Perhaps most central to Powell’s argument is the idea that legacy admission and expanding efforts to admit low-income students are not mutually exclusive. This is true in a very technical sense, but misleading. For instance, Powell is correct in noting that the University has been making good-faith efforts to expand financial aid to low-income students and take into consideration factors like low-income and first-generation status during the admission process. Though it is true that the University can expand on these efforts while simultaneously continuing its legacy admission policy, the latter is still an obstacle to its broader objective of increasing access. Fundamentally, every spot given to a legacy applicant is one that is not given to another applicant.


Of course, Powell attempts to preempt this argument by stating legacy status is one of many “tie-breakers.” But there is substantial evidence to suggest that this is generally untrue at elite universities. For instance, one Princeton study found that, among applicants to elite universities, having a parent that previously attended the university was equivalent to scoring an additional 160 points on the SAT. Similarly, one study of approximately 30 top universities in the United States found that legacy status increased an applicant’s chances of admission by 45 percent.

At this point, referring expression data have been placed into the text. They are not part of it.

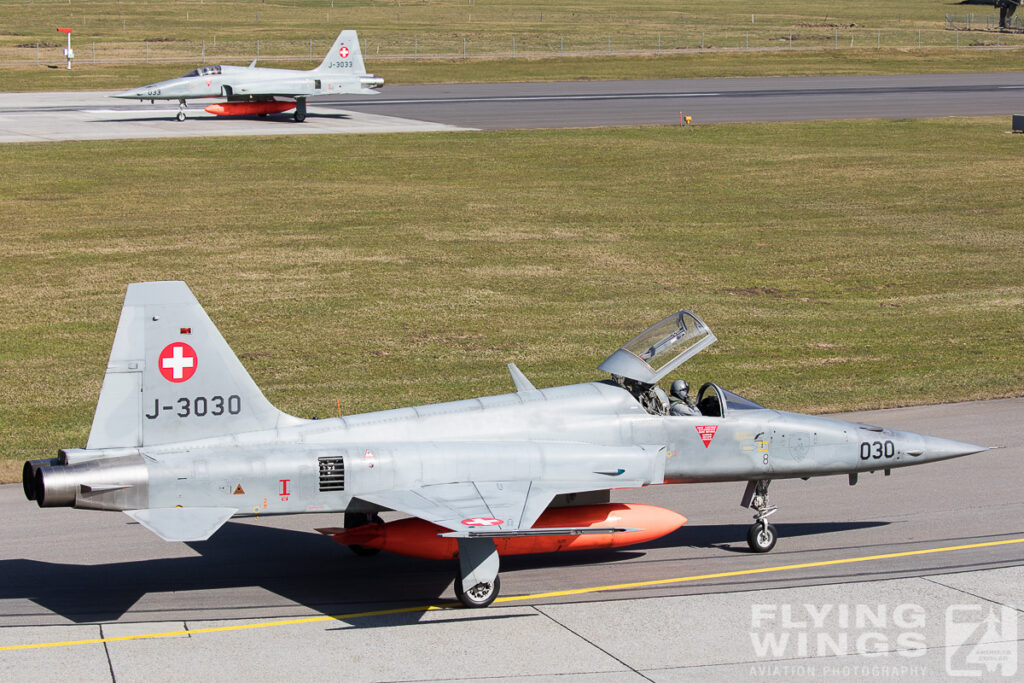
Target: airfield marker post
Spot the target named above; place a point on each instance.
(68, 51)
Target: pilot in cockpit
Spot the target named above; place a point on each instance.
(682, 404)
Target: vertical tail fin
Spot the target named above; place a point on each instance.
(345, 57)
(172, 377)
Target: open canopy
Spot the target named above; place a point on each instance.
(660, 348)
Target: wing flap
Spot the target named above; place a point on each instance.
(182, 523)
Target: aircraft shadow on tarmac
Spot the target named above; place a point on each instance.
(305, 568)
(164, 116)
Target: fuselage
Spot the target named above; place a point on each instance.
(595, 432)
(241, 83)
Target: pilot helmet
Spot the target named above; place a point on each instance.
(680, 389)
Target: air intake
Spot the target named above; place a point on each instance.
(332, 473)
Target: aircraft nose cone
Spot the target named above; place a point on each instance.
(933, 447)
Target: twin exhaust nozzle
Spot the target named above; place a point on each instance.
(107, 483)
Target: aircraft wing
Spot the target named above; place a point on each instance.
(472, 508)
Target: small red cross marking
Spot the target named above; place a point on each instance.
(177, 361)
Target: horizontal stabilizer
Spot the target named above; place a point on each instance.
(521, 383)
(182, 523)
(550, 530)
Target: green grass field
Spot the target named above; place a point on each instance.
(843, 265)
(221, 31)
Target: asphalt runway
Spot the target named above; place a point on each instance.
(502, 105)
(39, 117)
(269, 597)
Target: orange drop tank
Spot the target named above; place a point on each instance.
(248, 109)
(418, 538)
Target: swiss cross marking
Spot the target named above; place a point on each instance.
(481, 521)
(177, 361)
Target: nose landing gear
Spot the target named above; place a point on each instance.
(761, 537)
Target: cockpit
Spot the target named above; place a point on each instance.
(203, 71)
(641, 363)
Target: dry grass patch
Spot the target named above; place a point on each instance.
(844, 265)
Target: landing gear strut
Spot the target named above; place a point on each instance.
(353, 519)
(762, 536)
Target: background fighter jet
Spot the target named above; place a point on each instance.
(182, 439)
(262, 91)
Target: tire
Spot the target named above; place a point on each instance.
(761, 540)
(480, 595)
(359, 519)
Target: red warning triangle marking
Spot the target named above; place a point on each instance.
(707, 433)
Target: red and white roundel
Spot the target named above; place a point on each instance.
(177, 361)
(481, 521)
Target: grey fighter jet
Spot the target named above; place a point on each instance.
(261, 91)
(182, 440)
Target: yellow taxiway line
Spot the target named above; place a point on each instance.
(519, 598)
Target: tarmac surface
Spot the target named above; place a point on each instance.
(37, 117)
(912, 575)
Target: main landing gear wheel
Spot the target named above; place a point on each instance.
(353, 519)
(480, 595)
(761, 538)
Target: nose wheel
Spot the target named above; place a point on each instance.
(761, 537)
(479, 595)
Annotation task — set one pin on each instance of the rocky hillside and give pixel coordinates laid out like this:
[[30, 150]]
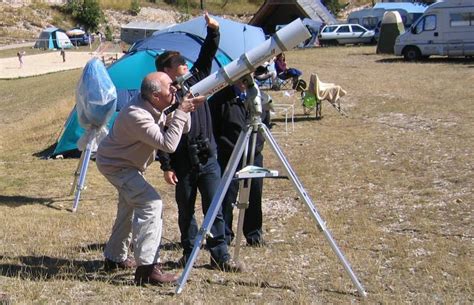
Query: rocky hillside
[[24, 23]]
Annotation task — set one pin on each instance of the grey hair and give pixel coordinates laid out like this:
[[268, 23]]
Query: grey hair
[[148, 87]]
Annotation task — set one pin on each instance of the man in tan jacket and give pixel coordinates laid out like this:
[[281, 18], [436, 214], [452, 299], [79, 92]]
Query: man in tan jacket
[[122, 158]]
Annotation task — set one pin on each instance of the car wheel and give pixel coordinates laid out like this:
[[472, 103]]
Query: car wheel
[[411, 54]]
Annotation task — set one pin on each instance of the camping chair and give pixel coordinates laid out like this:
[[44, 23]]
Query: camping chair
[[264, 76], [284, 82], [318, 92]]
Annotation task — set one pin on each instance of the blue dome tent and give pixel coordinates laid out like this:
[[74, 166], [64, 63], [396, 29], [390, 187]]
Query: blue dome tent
[[128, 72]]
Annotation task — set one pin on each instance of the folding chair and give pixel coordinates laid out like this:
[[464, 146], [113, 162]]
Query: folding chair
[[264, 76], [283, 82]]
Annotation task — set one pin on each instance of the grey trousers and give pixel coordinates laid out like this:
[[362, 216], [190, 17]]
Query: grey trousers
[[139, 216]]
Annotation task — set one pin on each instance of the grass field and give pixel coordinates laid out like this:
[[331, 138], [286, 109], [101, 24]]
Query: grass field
[[393, 181]]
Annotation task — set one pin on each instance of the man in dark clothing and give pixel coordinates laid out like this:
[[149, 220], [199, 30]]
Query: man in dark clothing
[[229, 117], [194, 165]]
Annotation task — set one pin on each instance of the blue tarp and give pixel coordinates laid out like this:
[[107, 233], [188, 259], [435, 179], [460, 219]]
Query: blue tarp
[[128, 73]]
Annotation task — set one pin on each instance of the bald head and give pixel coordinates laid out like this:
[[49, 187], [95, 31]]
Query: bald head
[[156, 88]]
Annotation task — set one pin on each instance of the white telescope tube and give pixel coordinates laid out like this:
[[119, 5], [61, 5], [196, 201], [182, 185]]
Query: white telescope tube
[[285, 39]]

Surely one cannot believe that Brown’s admission policy vis-a-vis legacy applicants is so different from its peers without hard evidence to substantiate the claim. And if Brown is, in fact, using legacy status as more than a tie-breaker, it becomes patently obvious that non-legacy applicants, including applicants from low-income and first-generation backgrounds, are being pushed aside.


Despite the length of his piece, Powell devotes very little time to defending the use of legacy status in the admission process. The defenses he does provide are facile. For instance, he argues that legacy students are uniquely equipped to guide other students through their time at the University, yet he provides no evidence to substantiate this claim, beyond the sanguine assumptions that legacy students are exceptionally knowledgeable about Brown and eager to serve as community mentors. What’s more, Powell notes that legacy applicants generally support the University’s financial priorities. According to several studies, this is generally not the case. In the book “Affirmative Action for the Rich,” contributor Chad Coffman notes that among several universities that dropped their legacy preference policies, there was consequently negligible fluctuation in alum donations.

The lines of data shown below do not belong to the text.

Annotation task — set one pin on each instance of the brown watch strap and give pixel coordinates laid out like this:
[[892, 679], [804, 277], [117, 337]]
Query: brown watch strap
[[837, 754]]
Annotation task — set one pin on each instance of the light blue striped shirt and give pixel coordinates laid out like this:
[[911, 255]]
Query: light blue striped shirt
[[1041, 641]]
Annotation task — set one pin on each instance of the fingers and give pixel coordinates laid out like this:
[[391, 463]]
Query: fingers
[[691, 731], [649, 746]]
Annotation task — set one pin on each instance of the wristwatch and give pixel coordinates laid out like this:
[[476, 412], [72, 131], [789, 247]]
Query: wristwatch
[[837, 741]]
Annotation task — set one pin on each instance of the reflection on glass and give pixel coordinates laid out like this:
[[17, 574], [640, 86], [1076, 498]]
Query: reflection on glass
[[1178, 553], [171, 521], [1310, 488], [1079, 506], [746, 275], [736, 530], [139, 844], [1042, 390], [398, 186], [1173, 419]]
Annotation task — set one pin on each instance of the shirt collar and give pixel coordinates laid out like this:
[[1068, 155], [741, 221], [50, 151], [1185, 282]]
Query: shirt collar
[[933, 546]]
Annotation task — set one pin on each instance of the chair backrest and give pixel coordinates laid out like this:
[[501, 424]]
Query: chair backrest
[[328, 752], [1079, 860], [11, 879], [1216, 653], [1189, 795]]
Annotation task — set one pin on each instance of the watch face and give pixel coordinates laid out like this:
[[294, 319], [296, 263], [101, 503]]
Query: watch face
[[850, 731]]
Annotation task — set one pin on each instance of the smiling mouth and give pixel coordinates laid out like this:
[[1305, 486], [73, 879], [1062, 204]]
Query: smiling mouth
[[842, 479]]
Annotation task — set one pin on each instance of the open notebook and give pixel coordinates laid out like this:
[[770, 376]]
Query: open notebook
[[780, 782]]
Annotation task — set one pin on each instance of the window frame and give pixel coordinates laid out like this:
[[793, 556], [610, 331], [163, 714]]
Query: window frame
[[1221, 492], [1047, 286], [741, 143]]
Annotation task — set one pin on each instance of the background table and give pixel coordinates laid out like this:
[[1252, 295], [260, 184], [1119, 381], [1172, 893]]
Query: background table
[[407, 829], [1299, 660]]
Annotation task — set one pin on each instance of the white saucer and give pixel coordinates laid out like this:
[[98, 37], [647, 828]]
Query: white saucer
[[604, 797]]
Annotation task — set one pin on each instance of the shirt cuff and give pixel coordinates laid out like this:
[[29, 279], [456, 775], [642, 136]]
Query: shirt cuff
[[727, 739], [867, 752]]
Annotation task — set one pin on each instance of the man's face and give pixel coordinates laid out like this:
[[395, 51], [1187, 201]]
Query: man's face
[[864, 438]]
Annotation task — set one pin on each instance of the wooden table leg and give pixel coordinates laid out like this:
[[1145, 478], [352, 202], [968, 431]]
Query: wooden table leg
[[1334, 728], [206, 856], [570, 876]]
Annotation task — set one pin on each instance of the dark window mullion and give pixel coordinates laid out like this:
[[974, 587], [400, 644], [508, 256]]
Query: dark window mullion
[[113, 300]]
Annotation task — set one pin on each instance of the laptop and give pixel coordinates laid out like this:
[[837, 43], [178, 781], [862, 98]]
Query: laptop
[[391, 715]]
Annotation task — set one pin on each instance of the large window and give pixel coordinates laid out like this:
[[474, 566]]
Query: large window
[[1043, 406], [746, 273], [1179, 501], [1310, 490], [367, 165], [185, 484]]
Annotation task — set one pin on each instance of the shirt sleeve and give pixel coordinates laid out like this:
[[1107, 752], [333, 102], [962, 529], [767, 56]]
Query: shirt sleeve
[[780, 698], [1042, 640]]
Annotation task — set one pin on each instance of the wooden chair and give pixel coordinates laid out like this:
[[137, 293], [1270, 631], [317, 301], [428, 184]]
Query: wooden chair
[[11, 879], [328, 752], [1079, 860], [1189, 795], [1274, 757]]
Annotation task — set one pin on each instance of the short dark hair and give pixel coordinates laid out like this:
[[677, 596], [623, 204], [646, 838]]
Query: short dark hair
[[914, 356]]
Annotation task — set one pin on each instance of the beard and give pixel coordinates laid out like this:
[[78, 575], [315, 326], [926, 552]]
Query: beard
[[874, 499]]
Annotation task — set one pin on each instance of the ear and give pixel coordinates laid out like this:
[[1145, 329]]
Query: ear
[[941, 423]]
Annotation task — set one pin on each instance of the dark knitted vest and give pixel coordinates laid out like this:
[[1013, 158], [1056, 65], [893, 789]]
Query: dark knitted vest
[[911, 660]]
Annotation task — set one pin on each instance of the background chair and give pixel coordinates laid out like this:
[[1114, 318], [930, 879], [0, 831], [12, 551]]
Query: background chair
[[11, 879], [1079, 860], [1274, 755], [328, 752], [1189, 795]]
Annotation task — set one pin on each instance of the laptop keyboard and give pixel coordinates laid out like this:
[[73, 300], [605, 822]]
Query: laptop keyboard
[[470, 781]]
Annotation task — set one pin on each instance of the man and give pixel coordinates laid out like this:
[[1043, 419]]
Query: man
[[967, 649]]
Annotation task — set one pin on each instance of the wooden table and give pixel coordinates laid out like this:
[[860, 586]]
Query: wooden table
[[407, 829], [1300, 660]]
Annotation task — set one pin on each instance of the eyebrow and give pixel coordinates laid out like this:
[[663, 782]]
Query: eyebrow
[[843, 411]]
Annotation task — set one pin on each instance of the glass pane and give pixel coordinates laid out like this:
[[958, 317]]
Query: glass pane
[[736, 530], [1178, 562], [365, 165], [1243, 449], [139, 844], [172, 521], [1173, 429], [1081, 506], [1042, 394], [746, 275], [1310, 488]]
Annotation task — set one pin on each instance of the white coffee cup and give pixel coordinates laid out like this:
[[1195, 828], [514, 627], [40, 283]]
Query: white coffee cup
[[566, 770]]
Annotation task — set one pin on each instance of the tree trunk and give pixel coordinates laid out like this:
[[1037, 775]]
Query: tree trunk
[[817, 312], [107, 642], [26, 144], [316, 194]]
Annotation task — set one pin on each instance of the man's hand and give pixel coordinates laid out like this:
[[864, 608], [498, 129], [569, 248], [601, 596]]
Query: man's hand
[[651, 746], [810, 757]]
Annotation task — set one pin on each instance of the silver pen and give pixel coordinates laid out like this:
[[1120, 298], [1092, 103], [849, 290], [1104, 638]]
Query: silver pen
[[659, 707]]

In the ultimate analysis, using legacy status in the admission process is wrong for two reasons. Firstly, it is profoundly unmeritocratic. While policies that seek to increase access for underrepresented groups are valuable to the extent that they allow talented and deserving students to compete in a system that is generally biased against them, considering legacy status in admission gives additional advantages to applicants that often already had substantial advantages to begin with. But secondly, and perhaps most importantly, in defending the use of legacy status in the admission process, Powell and the University are undermining the very goal of access that they claim to value. This is not to question the University’s good-faith commitment to expanding access to underrepresented communities. But if we, as a community, want to cast off the legacy of elitism that is pervasive among top-tier universities and make our campus totally accessible to underrepresented groups, we must end legacy admission once and for all.